Happy Monday! Now: Breathe.
Hello, and welcome back to the work week. If you're like me, Mondays are sometimes a cause for slight mental, and sometimes physical pain. It sucks leaving the weekend behind, doesn't it?
Luckily, you're still breathing (must remember to add that to my gratitude journal). And the way you are breathing can make or break how your day (and life) goes. I spend the great majority of my waking hours taking shallow, uneven breaths, and as a result, anxiety abounds, even if there's no reason for it to exist in the first place. I've been trying to be more conscious about how deep my breathing is, but it's been a struggle. Then my mom reminded me of a short, simple breathing exercise that we both read about in the book Spontaneous Happiness, by Dr. Andrew Weil.
Weil's technique is called the "4-7-8 Breath", and it goes like this:
1 :: Place the tip of the tongue against the ridge behind and above the front teeth. Keep it there through the whole exercise.
2 :: Exhale completely through the mouth (and puckered lips), making a whoosh sound.
3 :: Close the mouth and inhale deeply and quietly through the nose to a (silent) count of 4.
4 :: Hold the breath for a count of 7.
5 :: Exhale through the mouth to a count of 8, making the same sound.
6 :: Repeat steps 3, 4, and 5 for a total of four breaths.
A couple of notes:
:: Do not do more than four breaths at one time for the first month of practice but do the exercise as much as you wish
:: After a month, if you are comfortable with it, increase to eight breaths each time and gradually slow your counts down. The minimum practice is then eight breaths twice a day, every day.

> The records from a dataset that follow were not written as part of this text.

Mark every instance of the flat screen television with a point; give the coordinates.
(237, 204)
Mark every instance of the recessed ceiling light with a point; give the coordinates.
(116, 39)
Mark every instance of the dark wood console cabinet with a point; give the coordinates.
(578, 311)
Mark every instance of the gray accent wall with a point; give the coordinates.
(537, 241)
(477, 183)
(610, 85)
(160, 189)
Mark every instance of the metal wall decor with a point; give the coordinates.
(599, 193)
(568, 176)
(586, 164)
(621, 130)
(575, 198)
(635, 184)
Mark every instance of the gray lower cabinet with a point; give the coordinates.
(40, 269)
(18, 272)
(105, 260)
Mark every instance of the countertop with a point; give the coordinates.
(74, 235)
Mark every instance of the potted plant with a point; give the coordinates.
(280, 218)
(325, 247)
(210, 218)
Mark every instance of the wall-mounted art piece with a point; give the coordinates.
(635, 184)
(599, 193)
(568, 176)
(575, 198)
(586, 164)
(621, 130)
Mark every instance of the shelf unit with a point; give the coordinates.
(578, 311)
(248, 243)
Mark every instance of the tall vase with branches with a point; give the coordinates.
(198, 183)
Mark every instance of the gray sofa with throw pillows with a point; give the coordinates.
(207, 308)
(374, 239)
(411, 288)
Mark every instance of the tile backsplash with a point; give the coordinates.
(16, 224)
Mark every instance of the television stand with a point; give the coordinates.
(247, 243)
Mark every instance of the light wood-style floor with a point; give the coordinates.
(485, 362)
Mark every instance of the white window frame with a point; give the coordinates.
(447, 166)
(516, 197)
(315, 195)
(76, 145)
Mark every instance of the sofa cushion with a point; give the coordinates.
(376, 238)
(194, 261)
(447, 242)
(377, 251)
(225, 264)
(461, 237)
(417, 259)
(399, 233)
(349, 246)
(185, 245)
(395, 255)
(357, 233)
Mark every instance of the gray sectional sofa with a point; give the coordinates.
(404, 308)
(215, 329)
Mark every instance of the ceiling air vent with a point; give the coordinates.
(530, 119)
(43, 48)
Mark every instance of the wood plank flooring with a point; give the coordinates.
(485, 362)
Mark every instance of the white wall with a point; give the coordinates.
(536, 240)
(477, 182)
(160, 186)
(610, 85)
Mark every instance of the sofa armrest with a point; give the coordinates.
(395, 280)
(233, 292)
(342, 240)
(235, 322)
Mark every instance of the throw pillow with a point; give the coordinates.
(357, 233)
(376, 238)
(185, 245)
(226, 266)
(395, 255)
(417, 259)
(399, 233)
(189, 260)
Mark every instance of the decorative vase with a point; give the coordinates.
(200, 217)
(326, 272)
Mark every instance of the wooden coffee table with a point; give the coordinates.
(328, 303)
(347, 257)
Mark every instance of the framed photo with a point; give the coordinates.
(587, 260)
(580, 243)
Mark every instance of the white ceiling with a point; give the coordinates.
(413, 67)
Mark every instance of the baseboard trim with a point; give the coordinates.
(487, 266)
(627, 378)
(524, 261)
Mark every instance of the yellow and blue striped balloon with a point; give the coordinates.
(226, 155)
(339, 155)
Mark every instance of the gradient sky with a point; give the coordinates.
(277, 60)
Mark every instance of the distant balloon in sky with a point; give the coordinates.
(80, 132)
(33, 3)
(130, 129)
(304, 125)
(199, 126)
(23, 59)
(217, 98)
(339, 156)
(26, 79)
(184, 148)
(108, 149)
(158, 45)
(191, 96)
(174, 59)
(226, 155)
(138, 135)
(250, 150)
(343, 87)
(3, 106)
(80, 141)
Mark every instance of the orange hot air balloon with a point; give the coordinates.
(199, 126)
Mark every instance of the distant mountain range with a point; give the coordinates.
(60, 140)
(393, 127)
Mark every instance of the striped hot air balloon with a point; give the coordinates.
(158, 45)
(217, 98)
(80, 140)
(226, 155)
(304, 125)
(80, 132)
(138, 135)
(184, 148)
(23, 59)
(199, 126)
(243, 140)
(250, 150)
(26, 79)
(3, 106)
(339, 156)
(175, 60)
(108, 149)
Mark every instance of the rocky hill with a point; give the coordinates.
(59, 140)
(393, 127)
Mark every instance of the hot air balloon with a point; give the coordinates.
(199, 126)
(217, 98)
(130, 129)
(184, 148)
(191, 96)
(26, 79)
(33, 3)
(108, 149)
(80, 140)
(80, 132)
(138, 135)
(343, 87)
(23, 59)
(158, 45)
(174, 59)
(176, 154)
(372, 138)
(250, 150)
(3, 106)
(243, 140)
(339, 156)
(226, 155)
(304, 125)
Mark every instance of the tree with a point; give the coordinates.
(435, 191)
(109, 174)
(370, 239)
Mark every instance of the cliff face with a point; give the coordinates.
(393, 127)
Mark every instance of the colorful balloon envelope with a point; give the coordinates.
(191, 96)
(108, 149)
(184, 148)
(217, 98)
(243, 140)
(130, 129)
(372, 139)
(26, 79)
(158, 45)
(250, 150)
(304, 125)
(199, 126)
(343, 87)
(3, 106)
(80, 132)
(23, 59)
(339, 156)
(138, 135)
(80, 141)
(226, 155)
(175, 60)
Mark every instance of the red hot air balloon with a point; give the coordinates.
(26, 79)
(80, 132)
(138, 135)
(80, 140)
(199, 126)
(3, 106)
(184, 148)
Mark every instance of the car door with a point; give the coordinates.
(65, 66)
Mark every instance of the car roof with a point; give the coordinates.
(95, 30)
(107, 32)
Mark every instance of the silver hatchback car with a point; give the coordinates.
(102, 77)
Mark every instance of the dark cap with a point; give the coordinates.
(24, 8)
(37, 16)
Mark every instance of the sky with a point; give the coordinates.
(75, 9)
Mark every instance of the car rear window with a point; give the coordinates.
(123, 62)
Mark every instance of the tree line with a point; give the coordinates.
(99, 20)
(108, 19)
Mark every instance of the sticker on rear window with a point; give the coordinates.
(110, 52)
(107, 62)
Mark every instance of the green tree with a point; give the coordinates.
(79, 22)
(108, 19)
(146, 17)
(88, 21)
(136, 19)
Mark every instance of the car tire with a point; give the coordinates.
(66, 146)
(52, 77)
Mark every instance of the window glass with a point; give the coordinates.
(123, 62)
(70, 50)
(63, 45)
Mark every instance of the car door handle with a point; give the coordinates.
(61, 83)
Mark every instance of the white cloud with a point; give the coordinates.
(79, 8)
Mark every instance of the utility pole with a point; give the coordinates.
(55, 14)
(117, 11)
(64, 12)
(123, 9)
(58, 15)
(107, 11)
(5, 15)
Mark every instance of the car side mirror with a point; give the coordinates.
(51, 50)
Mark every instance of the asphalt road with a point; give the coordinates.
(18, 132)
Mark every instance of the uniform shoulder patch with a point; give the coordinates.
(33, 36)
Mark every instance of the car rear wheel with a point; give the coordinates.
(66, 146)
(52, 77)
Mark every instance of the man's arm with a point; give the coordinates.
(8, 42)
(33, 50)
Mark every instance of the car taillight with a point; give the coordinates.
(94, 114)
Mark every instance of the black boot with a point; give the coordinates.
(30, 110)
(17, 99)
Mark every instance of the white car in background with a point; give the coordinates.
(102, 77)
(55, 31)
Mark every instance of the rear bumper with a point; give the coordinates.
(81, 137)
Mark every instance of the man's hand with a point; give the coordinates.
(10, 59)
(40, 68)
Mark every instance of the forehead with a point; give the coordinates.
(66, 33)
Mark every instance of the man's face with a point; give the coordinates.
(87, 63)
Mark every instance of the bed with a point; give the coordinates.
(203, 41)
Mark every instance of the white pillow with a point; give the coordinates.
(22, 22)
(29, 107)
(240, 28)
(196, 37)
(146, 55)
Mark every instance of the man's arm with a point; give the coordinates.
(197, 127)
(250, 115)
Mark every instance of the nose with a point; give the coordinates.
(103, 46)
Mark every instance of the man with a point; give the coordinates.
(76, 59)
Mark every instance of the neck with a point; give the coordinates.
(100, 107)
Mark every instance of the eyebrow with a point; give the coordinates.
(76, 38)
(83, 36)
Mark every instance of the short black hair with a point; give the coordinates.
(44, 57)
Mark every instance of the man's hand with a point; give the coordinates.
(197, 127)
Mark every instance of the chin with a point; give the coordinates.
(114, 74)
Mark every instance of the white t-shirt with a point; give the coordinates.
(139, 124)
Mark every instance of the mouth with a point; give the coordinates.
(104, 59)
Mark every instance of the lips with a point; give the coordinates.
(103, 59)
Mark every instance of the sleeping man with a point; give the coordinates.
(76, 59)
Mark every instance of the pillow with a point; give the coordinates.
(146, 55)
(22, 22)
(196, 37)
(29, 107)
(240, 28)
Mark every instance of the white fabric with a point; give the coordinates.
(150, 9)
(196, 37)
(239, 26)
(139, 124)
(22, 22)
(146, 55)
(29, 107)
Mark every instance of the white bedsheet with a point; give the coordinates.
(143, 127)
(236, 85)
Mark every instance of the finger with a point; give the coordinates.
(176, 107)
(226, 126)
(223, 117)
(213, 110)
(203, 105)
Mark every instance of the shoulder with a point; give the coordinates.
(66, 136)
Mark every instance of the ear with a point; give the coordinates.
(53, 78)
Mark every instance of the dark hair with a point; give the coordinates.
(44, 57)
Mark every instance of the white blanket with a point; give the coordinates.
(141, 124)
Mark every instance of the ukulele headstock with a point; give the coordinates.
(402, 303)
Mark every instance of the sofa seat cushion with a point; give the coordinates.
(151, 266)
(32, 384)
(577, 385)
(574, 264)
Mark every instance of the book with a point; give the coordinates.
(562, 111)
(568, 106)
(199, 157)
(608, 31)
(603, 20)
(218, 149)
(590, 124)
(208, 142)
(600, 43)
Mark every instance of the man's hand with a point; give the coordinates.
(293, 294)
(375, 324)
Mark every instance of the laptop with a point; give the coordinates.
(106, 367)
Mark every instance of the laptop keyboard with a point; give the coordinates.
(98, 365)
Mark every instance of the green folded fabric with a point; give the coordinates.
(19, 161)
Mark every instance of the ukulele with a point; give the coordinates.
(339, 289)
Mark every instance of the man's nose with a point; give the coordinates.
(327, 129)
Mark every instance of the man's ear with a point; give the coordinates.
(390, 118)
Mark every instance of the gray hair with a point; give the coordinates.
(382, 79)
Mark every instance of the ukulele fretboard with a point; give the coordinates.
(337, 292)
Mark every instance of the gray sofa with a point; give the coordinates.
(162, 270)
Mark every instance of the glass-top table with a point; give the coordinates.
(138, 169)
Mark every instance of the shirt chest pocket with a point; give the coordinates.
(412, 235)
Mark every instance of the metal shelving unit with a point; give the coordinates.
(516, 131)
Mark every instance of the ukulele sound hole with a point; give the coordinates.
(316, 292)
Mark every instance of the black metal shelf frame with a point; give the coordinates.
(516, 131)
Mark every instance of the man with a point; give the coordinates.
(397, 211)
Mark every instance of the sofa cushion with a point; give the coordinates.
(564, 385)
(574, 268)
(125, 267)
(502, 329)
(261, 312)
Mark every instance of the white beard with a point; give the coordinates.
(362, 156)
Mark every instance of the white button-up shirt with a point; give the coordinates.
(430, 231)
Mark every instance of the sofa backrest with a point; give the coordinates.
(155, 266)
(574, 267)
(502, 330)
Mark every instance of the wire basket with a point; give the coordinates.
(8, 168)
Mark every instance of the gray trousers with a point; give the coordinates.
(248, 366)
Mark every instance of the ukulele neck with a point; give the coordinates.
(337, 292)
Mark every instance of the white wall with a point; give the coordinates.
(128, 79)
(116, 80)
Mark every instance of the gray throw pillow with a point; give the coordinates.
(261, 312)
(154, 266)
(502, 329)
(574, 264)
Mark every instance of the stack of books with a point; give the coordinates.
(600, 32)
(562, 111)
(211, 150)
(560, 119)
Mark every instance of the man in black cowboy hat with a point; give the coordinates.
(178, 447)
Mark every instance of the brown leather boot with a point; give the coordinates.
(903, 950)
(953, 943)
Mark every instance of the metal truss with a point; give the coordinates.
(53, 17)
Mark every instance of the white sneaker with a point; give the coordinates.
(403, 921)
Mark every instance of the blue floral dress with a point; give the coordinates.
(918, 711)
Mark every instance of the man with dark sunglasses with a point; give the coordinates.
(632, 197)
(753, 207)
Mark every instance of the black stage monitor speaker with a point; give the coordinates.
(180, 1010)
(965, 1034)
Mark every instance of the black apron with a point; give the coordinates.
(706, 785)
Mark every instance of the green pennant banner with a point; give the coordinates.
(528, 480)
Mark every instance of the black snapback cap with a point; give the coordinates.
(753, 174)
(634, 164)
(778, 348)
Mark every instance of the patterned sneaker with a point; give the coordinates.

There are countless breathing exercises out there that I have tried to calm my poor little anxious body, but none have really worked that well (granted, I have not been the most persistent practicer), until this one. I have only been doing it for a few weeks - once in the morning right when I wake up, and once at night as I am about to fall asleep - but I have already noticed a difference. It's about more than just learning to breathing differently - it's about nourishing and even reprograming your central nervous system by changing the way you breathe. I've noticed that when I start the day with this exercise, my stomach is more relaxed and my breathing is more regular throughout the day. And for all you doubters our there: maybe it's just mental, but...who cares? It works. (Also, I doubt it's completely mental; breathing well is incredibly important to our physiological well-being.)
And hey! In five days it'll be the weekend again! Ready...set...breathe.
P.S. A couple more links to check out:
P.P.S. I was zero percent paid to write this post; these are my genuine opinions on the subject. Just thought you should know. And if you actually thought this was a sponsored post, bless your soul for thinking that much of my blog. Much love.